Reste à trouver une solution de repli pour le hockey masculin. Les regards se tournent vers le stade Marcel-Volot, aux Arboras, à mi-distance entre le COOL et Nikaïa. Selon la Région, les études démontrent la faisabilité technique d'une patinoire provisoire de 12 000 à 15 000 places, mais le coût et les délais restent à préciser. La réunion de ce lundi visait à stabiliser les éléments budgétaires et calendaires pour consolider le pôle glace à Nice. Peu d'informations ont filtré de cette réunion.

Décision imminente

« Sur la base de ces travaux, Renaud Muselier, Fabrice Pannekoucke et Edgar Grospiron, réunis à Tignes pour l'événement Alp Summit 2026, seront en mesure de statuer dès demain sur ce projet, en lien avec la Ville de Nice », annonce la Région. Deux mois après avoir décroché le drapeau olympique à Vérone, les présidents des Régions Sud et Auvergne-Rhône-Alpes doivent donc décider, avec le président du Cojop, si le drapeau flottera sur la Côte d'Azur.

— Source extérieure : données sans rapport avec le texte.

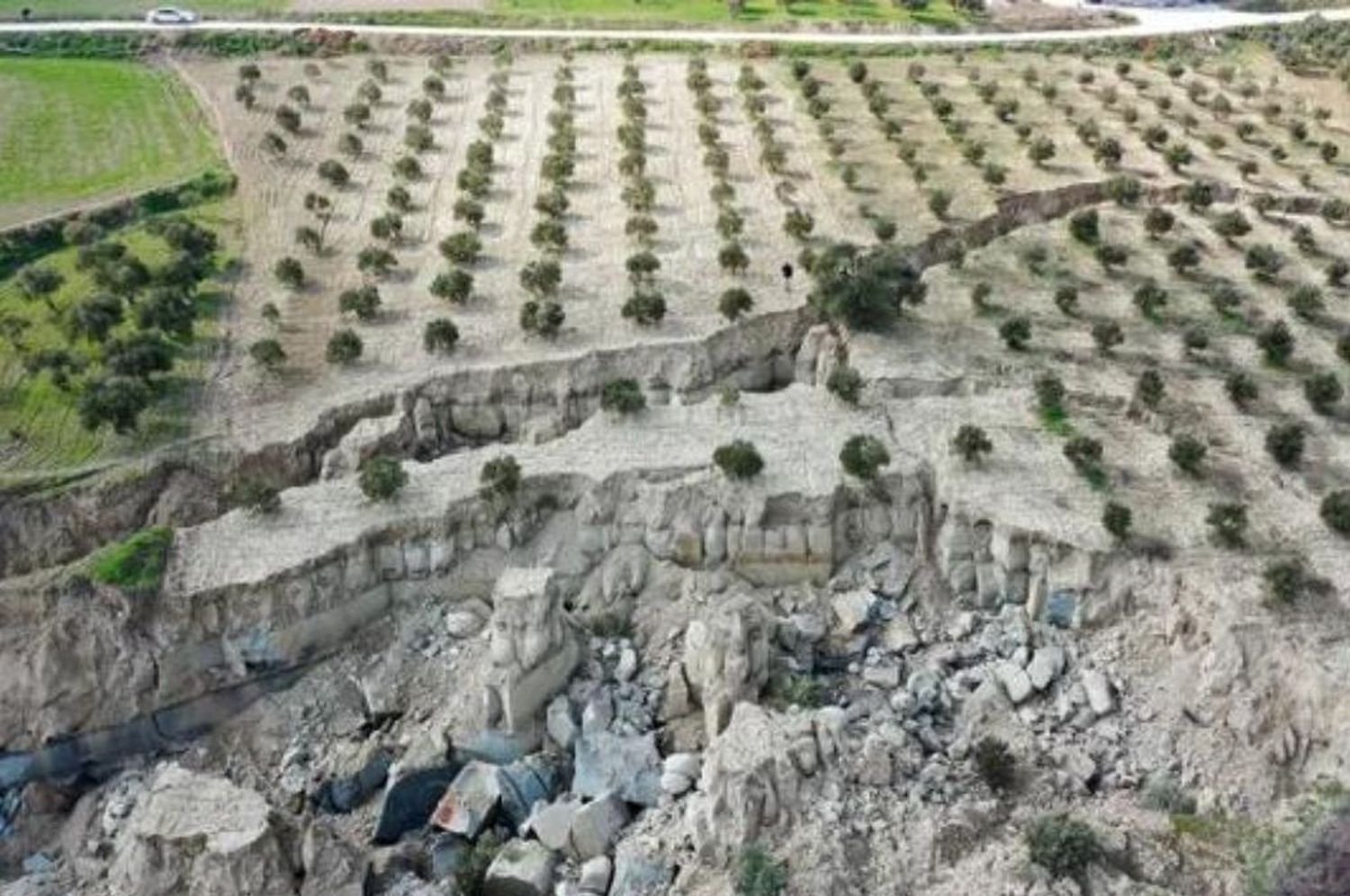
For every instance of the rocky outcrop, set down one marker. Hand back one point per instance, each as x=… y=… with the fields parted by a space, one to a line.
x=753 y=775
x=726 y=659
x=199 y=836
x=534 y=650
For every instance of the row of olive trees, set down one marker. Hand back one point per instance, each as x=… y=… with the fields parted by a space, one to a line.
x=731 y=221
x=542 y=278
x=116 y=343
x=645 y=305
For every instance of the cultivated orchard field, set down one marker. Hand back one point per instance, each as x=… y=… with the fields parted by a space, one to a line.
x=879 y=150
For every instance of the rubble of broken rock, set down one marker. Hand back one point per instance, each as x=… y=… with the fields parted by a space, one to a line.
x=501 y=748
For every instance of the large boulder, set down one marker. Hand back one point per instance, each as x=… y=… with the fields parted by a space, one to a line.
x=200 y=836
x=752 y=777
x=726 y=658
x=534 y=650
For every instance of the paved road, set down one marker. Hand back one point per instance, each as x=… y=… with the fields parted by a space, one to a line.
x=1149 y=23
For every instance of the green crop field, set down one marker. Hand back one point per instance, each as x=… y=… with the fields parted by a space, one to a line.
x=40 y=424
x=78 y=130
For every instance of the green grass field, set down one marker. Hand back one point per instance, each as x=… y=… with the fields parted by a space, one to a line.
x=40 y=426
x=76 y=130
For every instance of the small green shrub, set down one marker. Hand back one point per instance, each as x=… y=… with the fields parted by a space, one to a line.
x=995 y=764
x=1285 y=443
x=382 y=478
x=137 y=563
x=1164 y=793
x=1336 y=510
x=863 y=456
x=1187 y=452
x=758 y=874
x=1063 y=845
x=972 y=444
x=1287 y=582
x=500 y=478
x=1228 y=523
x=623 y=397
x=739 y=459
x=1117 y=518
x=845 y=382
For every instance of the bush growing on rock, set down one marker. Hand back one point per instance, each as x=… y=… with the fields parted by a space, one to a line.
x=1084 y=453
x=500 y=478
x=542 y=318
x=845 y=383
x=1276 y=342
x=863 y=456
x=739 y=459
x=1085 y=227
x=1336 y=510
x=1288 y=582
x=267 y=354
x=734 y=304
x=1242 y=389
x=137 y=563
x=364 y=302
x=455 y=285
x=1285 y=443
x=995 y=764
x=289 y=273
x=972 y=444
x=1117 y=520
x=1187 y=452
x=1015 y=332
x=1149 y=389
x=1323 y=391
x=440 y=335
x=758 y=874
x=1107 y=335
x=345 y=347
x=623 y=397
x=1061 y=845
x=1228 y=523
x=644 y=307
x=256 y=496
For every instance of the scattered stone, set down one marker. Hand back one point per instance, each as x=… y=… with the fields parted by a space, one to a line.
x=1061 y=607
x=639 y=871
x=521 y=868
x=342 y=795
x=410 y=801
x=1047 y=666
x=1101 y=696
x=626 y=667
x=899 y=636
x=561 y=723
x=628 y=766
x=1015 y=682
x=466 y=620
x=597 y=826
x=686 y=764
x=675 y=784
x=886 y=675
x=596 y=874
x=553 y=823
x=470 y=801
x=202 y=836
x=852 y=610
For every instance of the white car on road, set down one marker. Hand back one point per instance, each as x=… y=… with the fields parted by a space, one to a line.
x=170 y=15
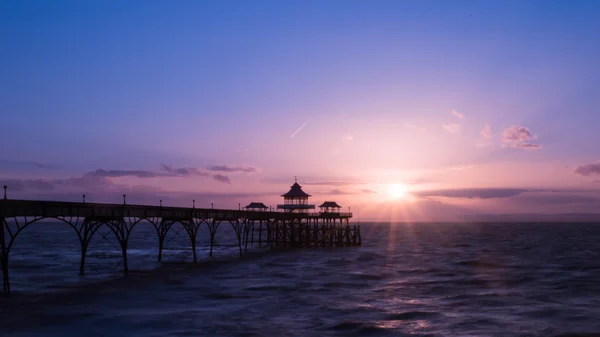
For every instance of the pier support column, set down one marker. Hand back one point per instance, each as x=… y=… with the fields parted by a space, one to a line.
x=85 y=233
x=122 y=231
x=191 y=228
x=4 y=256
x=238 y=226
x=162 y=229
x=212 y=229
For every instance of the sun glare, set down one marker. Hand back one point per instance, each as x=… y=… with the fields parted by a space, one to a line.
x=396 y=191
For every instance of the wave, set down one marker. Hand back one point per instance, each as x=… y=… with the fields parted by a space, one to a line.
x=359 y=328
x=412 y=315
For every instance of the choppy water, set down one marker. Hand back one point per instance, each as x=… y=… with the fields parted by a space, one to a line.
x=420 y=279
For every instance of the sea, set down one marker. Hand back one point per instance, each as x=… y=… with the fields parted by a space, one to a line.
x=408 y=279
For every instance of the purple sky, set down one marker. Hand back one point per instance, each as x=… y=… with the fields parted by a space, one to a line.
x=406 y=110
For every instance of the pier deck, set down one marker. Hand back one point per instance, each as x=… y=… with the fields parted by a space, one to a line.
x=252 y=227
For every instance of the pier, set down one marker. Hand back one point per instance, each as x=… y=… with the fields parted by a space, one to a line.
x=294 y=224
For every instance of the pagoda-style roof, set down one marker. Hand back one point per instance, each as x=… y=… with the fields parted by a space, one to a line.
x=296 y=192
x=256 y=205
x=330 y=204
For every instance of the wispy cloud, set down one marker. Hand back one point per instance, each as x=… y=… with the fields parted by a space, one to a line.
x=471 y=193
x=232 y=168
x=486 y=132
x=452 y=127
x=519 y=137
x=15 y=164
x=300 y=128
x=457 y=114
x=222 y=178
x=588 y=170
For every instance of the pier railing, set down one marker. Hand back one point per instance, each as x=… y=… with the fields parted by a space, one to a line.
x=260 y=228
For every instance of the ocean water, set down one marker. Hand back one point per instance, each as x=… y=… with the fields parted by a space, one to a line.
x=405 y=280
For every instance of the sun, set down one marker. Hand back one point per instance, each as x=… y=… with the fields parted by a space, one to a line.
x=396 y=191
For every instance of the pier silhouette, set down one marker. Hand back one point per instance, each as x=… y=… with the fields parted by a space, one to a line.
x=254 y=225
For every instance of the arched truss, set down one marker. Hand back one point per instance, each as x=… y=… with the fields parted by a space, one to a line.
x=314 y=232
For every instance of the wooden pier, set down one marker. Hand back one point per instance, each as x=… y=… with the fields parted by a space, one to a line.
x=254 y=225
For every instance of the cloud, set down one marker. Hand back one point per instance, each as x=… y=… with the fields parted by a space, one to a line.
x=12 y=164
x=222 y=178
x=452 y=127
x=339 y=192
x=335 y=183
x=486 y=132
x=182 y=171
x=528 y=146
x=230 y=168
x=557 y=199
x=457 y=114
x=519 y=137
x=125 y=173
x=471 y=193
x=587 y=170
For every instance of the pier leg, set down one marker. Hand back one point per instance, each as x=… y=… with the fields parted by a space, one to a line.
x=192 y=229
x=162 y=229
x=238 y=226
x=122 y=231
x=85 y=233
x=259 y=233
x=4 y=257
x=247 y=226
x=212 y=228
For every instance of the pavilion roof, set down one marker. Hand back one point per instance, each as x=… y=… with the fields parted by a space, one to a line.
x=257 y=205
x=330 y=204
x=295 y=191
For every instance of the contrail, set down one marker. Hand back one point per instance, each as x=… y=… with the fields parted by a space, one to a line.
x=300 y=128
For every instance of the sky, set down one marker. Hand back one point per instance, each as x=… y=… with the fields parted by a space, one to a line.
x=399 y=110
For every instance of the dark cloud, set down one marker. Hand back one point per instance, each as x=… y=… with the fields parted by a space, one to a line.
x=230 y=168
x=471 y=193
x=587 y=170
x=183 y=171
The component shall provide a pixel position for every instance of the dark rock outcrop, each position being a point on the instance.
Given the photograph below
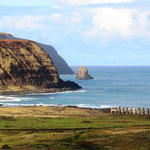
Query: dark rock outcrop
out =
(26, 67)
(83, 73)
(59, 62)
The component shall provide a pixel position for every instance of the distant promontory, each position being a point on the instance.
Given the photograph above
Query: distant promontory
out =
(26, 68)
(83, 73)
(59, 62)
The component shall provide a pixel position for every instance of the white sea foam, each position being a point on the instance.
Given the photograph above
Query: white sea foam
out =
(43, 104)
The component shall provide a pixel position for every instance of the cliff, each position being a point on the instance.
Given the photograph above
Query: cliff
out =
(59, 62)
(83, 73)
(26, 67)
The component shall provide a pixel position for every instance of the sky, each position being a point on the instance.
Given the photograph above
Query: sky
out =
(84, 32)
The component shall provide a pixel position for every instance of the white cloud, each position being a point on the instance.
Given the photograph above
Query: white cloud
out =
(89, 2)
(28, 23)
(119, 22)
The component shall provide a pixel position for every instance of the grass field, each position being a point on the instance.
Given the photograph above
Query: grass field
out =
(68, 128)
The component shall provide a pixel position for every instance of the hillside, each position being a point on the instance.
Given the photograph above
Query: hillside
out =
(59, 62)
(25, 67)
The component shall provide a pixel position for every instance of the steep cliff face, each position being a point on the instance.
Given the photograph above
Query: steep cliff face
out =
(83, 73)
(59, 62)
(23, 64)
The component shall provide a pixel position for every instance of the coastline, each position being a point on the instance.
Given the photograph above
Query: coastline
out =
(52, 90)
(52, 111)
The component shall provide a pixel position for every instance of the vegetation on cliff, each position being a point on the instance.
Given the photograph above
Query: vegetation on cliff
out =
(58, 61)
(24, 66)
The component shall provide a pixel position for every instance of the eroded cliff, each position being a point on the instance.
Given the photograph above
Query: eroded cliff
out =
(59, 62)
(24, 66)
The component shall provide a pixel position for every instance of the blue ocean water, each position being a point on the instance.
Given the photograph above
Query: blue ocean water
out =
(112, 86)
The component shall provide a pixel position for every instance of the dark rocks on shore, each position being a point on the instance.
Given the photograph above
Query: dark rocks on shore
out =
(83, 73)
(26, 68)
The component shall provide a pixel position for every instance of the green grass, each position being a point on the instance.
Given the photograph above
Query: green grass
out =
(71, 122)
(94, 137)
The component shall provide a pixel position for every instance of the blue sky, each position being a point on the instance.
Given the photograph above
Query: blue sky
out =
(85, 32)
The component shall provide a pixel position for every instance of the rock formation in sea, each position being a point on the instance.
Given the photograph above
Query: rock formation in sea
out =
(26, 67)
(83, 73)
(59, 62)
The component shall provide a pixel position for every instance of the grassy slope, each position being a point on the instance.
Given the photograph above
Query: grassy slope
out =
(87, 131)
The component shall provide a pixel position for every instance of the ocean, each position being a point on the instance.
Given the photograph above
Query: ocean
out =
(112, 86)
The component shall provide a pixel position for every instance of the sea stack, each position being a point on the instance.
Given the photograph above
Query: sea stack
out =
(83, 73)
(58, 61)
(26, 67)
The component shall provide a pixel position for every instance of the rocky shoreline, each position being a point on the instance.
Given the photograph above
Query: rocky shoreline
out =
(52, 90)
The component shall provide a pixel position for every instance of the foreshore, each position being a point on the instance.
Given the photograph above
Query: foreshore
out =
(52, 111)
(51, 90)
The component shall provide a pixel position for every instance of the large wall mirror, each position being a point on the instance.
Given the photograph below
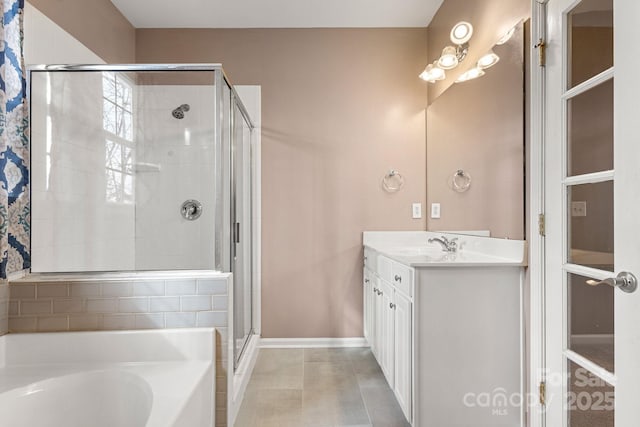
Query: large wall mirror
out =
(475, 149)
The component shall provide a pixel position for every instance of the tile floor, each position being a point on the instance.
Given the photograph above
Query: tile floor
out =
(318, 387)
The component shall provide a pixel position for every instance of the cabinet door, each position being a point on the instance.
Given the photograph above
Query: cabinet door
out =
(387, 314)
(367, 305)
(403, 351)
(376, 314)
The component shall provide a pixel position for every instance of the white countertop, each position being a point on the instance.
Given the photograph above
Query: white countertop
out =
(412, 249)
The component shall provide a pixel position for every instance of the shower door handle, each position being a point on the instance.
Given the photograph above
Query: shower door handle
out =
(236, 232)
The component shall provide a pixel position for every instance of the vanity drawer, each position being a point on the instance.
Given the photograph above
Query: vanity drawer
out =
(385, 268)
(370, 259)
(402, 278)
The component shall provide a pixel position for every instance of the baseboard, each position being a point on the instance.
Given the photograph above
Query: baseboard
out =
(592, 339)
(241, 378)
(312, 342)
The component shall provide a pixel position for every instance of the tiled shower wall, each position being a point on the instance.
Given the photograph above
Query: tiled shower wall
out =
(48, 306)
(4, 307)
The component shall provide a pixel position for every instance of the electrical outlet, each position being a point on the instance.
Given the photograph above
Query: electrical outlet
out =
(435, 210)
(417, 210)
(578, 208)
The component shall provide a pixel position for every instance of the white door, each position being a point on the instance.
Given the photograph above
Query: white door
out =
(387, 343)
(592, 197)
(402, 352)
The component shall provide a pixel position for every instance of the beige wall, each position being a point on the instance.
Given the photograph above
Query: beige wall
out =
(96, 23)
(490, 19)
(340, 108)
(478, 126)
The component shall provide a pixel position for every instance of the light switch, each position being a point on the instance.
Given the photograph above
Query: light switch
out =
(578, 208)
(435, 210)
(417, 210)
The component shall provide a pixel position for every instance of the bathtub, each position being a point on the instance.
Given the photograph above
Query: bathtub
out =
(151, 378)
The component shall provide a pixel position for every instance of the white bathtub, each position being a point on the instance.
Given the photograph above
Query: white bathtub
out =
(108, 379)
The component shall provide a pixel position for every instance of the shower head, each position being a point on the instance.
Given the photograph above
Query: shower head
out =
(178, 113)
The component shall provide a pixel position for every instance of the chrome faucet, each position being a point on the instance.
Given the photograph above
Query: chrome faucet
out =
(450, 246)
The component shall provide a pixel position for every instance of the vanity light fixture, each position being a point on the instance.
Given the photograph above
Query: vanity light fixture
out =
(432, 73)
(449, 58)
(451, 55)
(461, 32)
(488, 60)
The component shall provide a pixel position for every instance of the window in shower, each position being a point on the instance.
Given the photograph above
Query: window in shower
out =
(117, 120)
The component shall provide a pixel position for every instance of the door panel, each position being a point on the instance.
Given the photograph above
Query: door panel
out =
(592, 208)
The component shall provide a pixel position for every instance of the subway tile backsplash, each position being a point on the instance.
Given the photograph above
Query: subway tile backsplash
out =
(51, 306)
(55, 306)
(5, 307)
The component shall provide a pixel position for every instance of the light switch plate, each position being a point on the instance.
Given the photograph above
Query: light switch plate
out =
(578, 208)
(416, 209)
(435, 210)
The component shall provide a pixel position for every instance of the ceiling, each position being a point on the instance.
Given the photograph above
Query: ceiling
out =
(277, 13)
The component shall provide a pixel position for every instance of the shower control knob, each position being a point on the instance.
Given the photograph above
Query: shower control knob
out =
(191, 210)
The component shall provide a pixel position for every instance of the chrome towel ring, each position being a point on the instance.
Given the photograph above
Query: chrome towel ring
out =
(392, 181)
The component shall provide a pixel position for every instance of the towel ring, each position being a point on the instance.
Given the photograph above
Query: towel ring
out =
(461, 181)
(392, 181)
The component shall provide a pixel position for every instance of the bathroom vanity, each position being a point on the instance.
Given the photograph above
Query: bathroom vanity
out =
(447, 326)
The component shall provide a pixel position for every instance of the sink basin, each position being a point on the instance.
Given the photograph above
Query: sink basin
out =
(417, 251)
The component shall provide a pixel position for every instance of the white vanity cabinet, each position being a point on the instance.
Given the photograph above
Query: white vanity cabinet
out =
(446, 328)
(388, 323)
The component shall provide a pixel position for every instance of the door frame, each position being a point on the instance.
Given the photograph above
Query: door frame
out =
(535, 218)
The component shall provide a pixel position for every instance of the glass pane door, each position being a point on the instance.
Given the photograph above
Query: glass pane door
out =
(588, 230)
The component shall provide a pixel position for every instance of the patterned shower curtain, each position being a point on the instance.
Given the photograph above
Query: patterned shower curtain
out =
(14, 144)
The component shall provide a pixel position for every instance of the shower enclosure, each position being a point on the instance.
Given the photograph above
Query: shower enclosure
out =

Les alternatives possibles

Les conclusions seront présentées mercredi 29 avril à 17 h à l'Hôtel de Région à Marseille, lors d'une conférence de presse de la Solideo, qui annoncera le lancement de plus de 60 marchés publics, dont les villages des athlètes à Briançon, Nice et Saint-Jean-de-Sixt. Si Nice n'est pas retenue, deux options se profilent : les épreuves de hockey pourraient être délocalisées à Lyon ou à Paris, qui sont en embuscade. Le maire de Lyon a même candidaté pour récupérer l'ensemble du pôle glace, ce qui pourrait faire perdre à Nice toutes les épreuves de glace. Les détracteurs des JO espèrent une issue négative pour le projet niçois. Quoi qu'il en soit, la décision est imminente.